I'm a bit new to docker and trying to simulate a cluster environment with it. I have defined a custom docker network that the containers share, and assign each container to a different port to simulate different network cards.
Currently, I have a working Dockerfile
that copies over the needed ssh keys and I automatically have it start the ssh server with ENTRYPOINT service ssh start && bash
.
Right now, my containers work, but the inconvenience is that when the containers start I have to manually run eval
ssh-agent && ssh-add /.ssh/docker_id_rsa,
then manually ssh into all the other containers, and then I am able to run my MPI program. If I don't do these steps first, I am not able to run the program across the containers.

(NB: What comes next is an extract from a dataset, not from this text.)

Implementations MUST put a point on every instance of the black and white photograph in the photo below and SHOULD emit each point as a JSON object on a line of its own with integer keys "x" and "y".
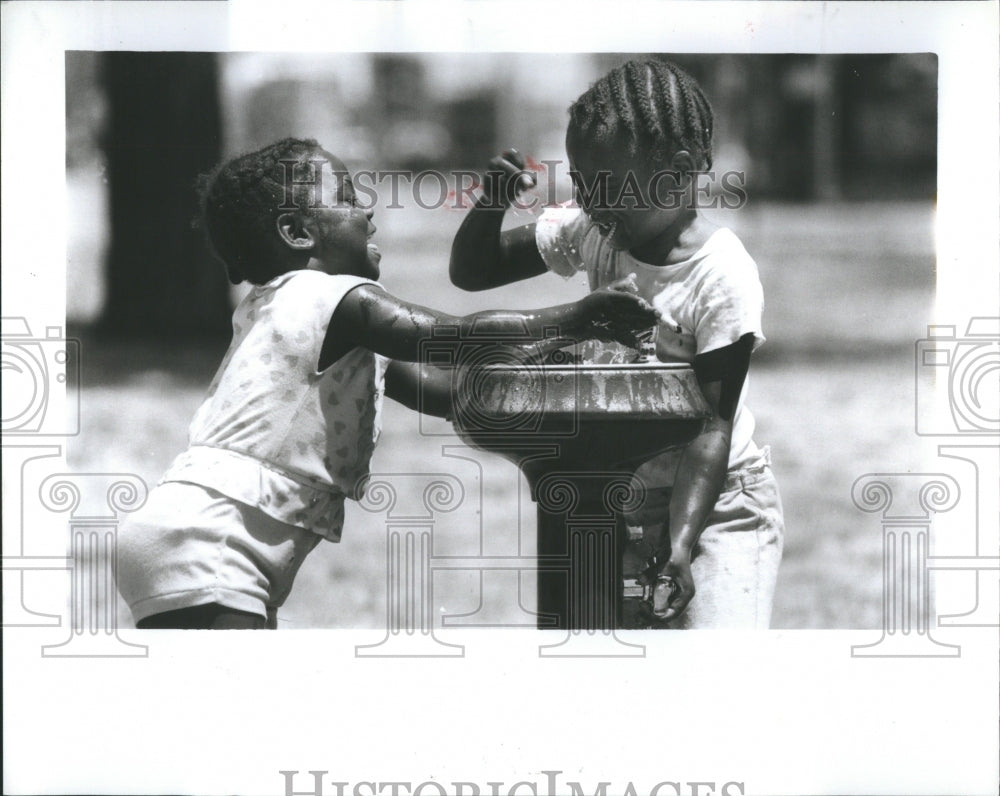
{"x": 478, "y": 361}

So what I'd like to do is when I attach to one of the containers, I want to either (1) immediately run my MPI program across all of the containers without having to run all the steps I mentioned above, or (2) even just immediately ssh into the other containers, and then run my program.
Here is an example of my current Dockerfile
:
FROM img_base AS img
COPY /keys/ /root/.ssh
COPY /keys/docker_id_rsa.pub /root/.ssh/authorized_keys
RUN sed -i 's/#PermitRootLogin no/PermitRootLogin yes/g' /etc/ssh/sshd_config
RUN sed -i 's/#PasswordAuthentication yes/PasswordAuthentication no/g' /etc/ssh/sshd_config
RUN sed -i "s+StrictHostKeyChecking .*+StrictHostKeyChecking allow-new+" /etc/ssh/sshd_config
RUN echo "localhost" >> hostfile
RUN echo "root@container2" >> hostfile
RUN echo "root@container3" >> hostfile
RUN echo "root@container4" >> hostfile
EXPOSE 22
ENTRYPOINT service ssh start && bash && eval `ssh-agent` && ssh-add /root/.ssh/docker_id_rsa
I start my containers with the following bash script:
#!/bin/bash
docker run --rm -dit --name container1 --network=my-net --ip=172.18.0.2 -p 4022:22 --add-host container2:172.18.0.3 --add-host container3:172.18.0.4 --add-host container4:172.18.0.5 img
docker run --rm -dit --name container2 --network=my-net --ip=172.18.0.3 -p 3022:22 --add-host container1:172.18.0.2 --add-host container3:172.18.0.4 --add-host container4:172.18.0.5 img
docker run --rm -dit --name container3 --network=my-net --ip=172.18.0.4 -p 5022:22 --add-host container2:172.18.0.3 --add-host container1:172.18.0.2 --add-host container4:172.18.0.5 img
docker run --rm -dit --name container4 --network=my-net --ip=172.18.0.5 -p 6022:22 --add-host container2:172.18.0.3 --add-host container3:172.18.0.4 --add-host container1:172.18.0.2 img
docker attach container1
I have tried adding the eval
and ssh-add
commands in the ENTRYPOINT
command.
I've also tried adding these commands to the docker run
commands in the bash script.
And I've tried to do this with a docker-compose file but still do not really understand how to use the docker-compose functionalities
Any advice or references on the proper way to do this is greatly appreciated.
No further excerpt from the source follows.